Trevor Whitehouse aus Preston in Lancashire meldete 1991 ein Patent für ein dreieckiges „wheel clamp“ an, das im ganzen Land am häufigsten im Einsatz war. Dieses „Wegfahrverhütungsmittel“ kann man nur mit Spezialwerkzeug entfernen, aber trotzdem gelingt es immer wieder einigen handwerklich geschickten Menschen, die Krallen auf unorthodoxe Weise aufzubrechen wie dieser Film zeigt. Manche versuchen auch trotz Kralle wegzufahren, wie das hier zu sehen ist. Da die „clampers“ von niemandem geliebt werden, versucht sich der eine oder andere an ihnen zu rächen wie man das in dem Film „Clampers getting clamped“ sehr schön sehen kann.

Der Royal Automobile Club (RAC) vergab eine Zeitlang den Dick Turpin Award, benannt nach dem berühmten Straßenräuber aus dem 18. Jahrhundert.

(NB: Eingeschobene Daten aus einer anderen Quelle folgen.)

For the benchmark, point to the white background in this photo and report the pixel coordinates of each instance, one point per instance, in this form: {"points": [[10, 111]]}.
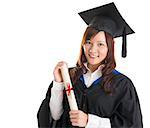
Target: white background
{"points": [[36, 34]]}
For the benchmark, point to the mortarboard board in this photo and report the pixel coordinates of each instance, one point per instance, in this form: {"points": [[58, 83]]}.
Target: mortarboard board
{"points": [[107, 18]]}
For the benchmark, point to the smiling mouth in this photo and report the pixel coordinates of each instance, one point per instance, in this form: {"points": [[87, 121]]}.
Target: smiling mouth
{"points": [[93, 57]]}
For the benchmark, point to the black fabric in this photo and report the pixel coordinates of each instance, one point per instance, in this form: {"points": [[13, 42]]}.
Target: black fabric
{"points": [[108, 19], [122, 107]]}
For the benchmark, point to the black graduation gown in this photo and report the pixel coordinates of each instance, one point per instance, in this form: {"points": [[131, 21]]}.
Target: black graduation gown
{"points": [[122, 107]]}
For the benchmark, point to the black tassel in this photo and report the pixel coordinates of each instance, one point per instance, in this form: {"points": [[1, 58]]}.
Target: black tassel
{"points": [[124, 44]]}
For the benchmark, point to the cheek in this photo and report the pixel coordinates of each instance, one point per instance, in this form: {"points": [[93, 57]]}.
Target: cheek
{"points": [[103, 52]]}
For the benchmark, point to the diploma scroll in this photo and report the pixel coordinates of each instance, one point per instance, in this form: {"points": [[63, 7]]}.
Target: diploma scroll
{"points": [[68, 87]]}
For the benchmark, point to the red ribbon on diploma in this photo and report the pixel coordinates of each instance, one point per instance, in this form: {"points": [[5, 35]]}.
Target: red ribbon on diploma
{"points": [[68, 89]]}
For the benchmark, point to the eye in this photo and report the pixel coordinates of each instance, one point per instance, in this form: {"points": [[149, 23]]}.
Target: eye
{"points": [[88, 42], [100, 44]]}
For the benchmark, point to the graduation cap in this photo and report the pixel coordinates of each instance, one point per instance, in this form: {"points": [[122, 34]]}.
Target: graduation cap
{"points": [[107, 18]]}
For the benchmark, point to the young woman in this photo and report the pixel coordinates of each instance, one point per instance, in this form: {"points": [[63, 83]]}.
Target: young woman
{"points": [[105, 97]]}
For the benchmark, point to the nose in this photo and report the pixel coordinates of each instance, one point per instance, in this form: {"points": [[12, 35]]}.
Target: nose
{"points": [[93, 49]]}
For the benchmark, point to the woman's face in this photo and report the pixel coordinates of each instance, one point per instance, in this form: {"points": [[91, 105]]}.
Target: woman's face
{"points": [[96, 48]]}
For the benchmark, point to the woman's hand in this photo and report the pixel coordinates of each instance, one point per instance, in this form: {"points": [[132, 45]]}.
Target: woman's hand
{"points": [[78, 118], [57, 73]]}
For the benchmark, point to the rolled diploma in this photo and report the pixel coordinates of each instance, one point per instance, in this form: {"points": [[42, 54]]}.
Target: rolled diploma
{"points": [[68, 87]]}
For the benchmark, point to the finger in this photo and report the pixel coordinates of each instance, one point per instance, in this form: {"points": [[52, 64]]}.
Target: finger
{"points": [[75, 124], [74, 112], [73, 116]]}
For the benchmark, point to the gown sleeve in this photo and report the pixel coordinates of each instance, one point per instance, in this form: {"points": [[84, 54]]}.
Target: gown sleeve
{"points": [[128, 113], [44, 117]]}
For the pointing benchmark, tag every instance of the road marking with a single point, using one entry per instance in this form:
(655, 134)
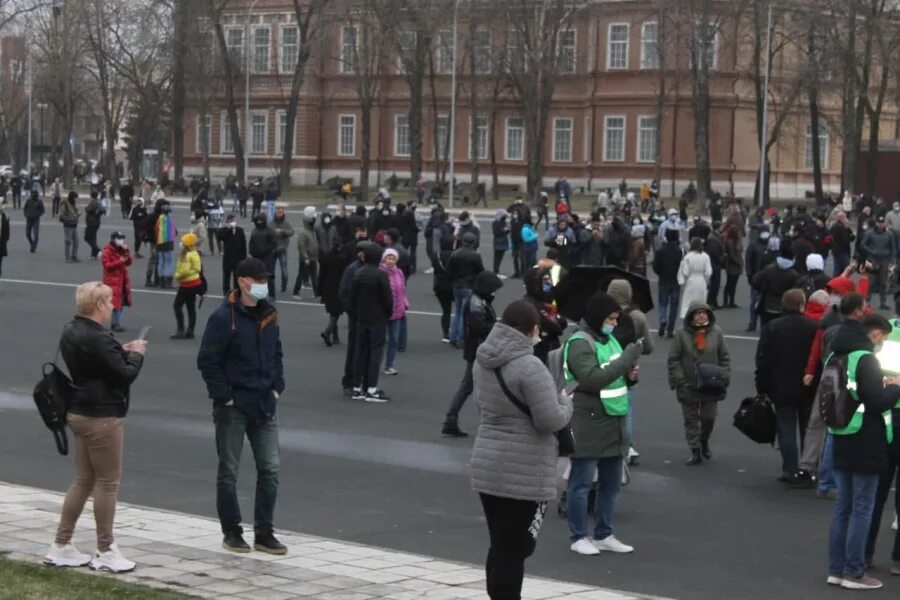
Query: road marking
(418, 313)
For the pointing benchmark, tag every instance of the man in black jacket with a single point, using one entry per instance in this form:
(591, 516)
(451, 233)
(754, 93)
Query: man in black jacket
(780, 364)
(371, 304)
(478, 318)
(859, 456)
(666, 262)
(234, 250)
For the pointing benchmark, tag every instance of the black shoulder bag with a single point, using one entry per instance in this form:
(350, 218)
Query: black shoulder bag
(565, 436)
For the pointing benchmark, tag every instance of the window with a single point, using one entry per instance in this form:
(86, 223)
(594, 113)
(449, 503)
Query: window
(515, 138)
(204, 134)
(648, 130)
(565, 50)
(823, 147)
(442, 147)
(258, 132)
(650, 45)
(562, 140)
(401, 135)
(617, 54)
(234, 41)
(349, 50)
(614, 139)
(480, 138)
(261, 38)
(347, 135)
(482, 48)
(445, 52)
(290, 48)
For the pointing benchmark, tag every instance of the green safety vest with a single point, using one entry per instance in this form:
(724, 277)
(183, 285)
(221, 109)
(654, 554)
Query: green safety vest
(855, 424)
(614, 396)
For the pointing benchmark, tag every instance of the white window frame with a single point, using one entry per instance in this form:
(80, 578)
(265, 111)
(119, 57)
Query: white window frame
(340, 129)
(556, 131)
(506, 145)
(349, 66)
(254, 62)
(609, 46)
(567, 69)
(282, 54)
(250, 138)
(198, 138)
(639, 140)
(397, 118)
(606, 129)
(649, 60)
(482, 148)
(824, 147)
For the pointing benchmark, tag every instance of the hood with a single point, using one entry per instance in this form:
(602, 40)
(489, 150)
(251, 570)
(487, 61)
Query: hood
(620, 290)
(503, 345)
(849, 337)
(486, 284)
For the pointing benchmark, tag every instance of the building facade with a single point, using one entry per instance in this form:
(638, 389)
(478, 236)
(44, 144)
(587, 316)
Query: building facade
(604, 123)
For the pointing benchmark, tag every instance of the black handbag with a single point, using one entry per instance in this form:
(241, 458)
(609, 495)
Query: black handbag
(565, 437)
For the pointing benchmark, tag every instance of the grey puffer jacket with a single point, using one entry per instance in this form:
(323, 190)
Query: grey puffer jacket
(514, 456)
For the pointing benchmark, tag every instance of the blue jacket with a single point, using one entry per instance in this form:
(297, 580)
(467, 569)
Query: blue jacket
(240, 357)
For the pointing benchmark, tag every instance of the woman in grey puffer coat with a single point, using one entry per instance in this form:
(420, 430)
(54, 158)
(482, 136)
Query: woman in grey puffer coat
(514, 460)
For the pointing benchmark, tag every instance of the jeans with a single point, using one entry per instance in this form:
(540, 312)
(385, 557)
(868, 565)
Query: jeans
(393, 332)
(231, 427)
(370, 341)
(460, 297)
(609, 481)
(32, 232)
(850, 522)
(466, 387)
(669, 298)
(789, 416)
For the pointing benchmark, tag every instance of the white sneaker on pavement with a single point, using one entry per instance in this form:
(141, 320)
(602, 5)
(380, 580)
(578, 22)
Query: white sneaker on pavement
(611, 544)
(584, 547)
(112, 561)
(66, 556)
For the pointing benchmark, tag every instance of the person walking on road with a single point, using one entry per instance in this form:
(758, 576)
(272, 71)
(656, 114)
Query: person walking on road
(116, 259)
(240, 360)
(189, 275)
(515, 454)
(34, 209)
(102, 371)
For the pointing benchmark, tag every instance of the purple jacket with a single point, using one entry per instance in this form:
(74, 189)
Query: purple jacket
(398, 291)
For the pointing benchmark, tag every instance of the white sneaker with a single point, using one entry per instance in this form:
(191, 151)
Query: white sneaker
(112, 561)
(584, 547)
(611, 544)
(66, 556)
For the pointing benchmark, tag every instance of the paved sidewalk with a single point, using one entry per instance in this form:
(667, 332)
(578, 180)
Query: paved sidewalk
(183, 553)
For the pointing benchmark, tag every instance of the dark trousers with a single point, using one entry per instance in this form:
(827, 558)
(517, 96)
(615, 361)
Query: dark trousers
(32, 232)
(370, 342)
(513, 526)
(186, 297)
(789, 417)
(231, 427)
(466, 386)
(885, 482)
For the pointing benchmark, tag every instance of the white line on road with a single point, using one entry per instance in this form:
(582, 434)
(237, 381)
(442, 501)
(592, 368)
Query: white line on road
(418, 313)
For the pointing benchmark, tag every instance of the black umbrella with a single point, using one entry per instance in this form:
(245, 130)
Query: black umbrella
(582, 282)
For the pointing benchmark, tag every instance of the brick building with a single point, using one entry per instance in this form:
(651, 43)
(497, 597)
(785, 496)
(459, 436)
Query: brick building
(603, 124)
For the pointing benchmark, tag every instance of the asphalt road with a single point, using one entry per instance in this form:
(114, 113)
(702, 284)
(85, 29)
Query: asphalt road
(382, 474)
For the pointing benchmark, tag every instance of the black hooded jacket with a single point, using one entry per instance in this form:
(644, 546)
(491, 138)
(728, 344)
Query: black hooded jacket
(865, 451)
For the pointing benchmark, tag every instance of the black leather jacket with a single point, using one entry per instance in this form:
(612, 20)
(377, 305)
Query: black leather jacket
(100, 369)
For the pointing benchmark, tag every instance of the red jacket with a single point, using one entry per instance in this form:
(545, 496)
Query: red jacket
(115, 274)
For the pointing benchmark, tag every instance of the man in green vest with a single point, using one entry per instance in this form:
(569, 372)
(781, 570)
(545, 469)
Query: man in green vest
(594, 361)
(860, 450)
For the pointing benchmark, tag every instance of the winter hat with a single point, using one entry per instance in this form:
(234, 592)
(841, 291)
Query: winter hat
(598, 308)
(815, 262)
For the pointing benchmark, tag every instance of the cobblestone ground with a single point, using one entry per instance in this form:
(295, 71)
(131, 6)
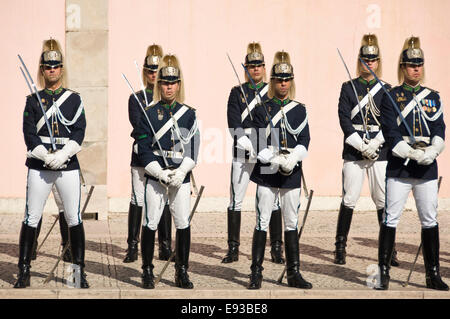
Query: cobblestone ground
(109, 277)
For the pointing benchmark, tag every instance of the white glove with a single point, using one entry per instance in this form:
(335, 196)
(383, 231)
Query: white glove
(372, 148)
(155, 170)
(356, 141)
(403, 150)
(277, 161)
(297, 155)
(179, 174)
(265, 155)
(61, 156)
(40, 153)
(432, 151)
(244, 143)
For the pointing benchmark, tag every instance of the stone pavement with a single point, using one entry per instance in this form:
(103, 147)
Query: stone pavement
(110, 278)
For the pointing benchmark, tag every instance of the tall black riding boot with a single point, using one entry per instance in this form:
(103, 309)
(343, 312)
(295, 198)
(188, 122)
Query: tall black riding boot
(394, 260)
(77, 244)
(342, 229)
(294, 277)
(35, 242)
(182, 246)
(26, 241)
(165, 234)
(134, 226)
(430, 241)
(64, 229)
(386, 241)
(147, 251)
(276, 243)
(234, 230)
(258, 248)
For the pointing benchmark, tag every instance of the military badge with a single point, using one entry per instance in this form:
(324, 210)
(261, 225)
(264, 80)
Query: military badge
(401, 98)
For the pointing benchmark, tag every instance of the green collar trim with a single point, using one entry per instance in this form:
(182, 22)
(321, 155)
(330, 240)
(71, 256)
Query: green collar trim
(410, 88)
(50, 92)
(365, 82)
(258, 86)
(169, 107)
(280, 102)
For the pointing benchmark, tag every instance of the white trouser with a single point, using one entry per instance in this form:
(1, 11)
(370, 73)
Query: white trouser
(240, 177)
(425, 194)
(57, 198)
(289, 202)
(156, 198)
(353, 179)
(39, 185)
(137, 186)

Mit diesem Preis wurden moderne Straßenräuber des 21. Jahrhunderts „ausgezeichnet“. Einer dieser Preisträger war die Londoner Firma ISTM, die damit beauftragt war, falsch parkende Autos mit einer Kralle zu versehen und/oder abzuschleppen. Dass die Firma die Grenzen ihres Auftrags manchmal deutlich überschritt, zeigen diese beiden Fälle:

  • Eine 81jährige Autofahrerin wurde auf ihrem eigenen Parkplatz „geclampt“, weil ihre Steuerplakette seit 36 Stunden abgelaufen war. Die alte Dame war gerade auf dem Weg, eine neue Plakette zu kaufen.
  • Ein älterer Herr hatte versehentlich sein Auto zehn Minuten lang falsch geparkt. Als er zurückkam, sah er wie sein fahrbarer Untersatz gerade auf einen Abschleppwagen verladen wurde. Dafür dass das Auto wieder auf die Straße gesetzt wurde, musste er £334 bezahlen.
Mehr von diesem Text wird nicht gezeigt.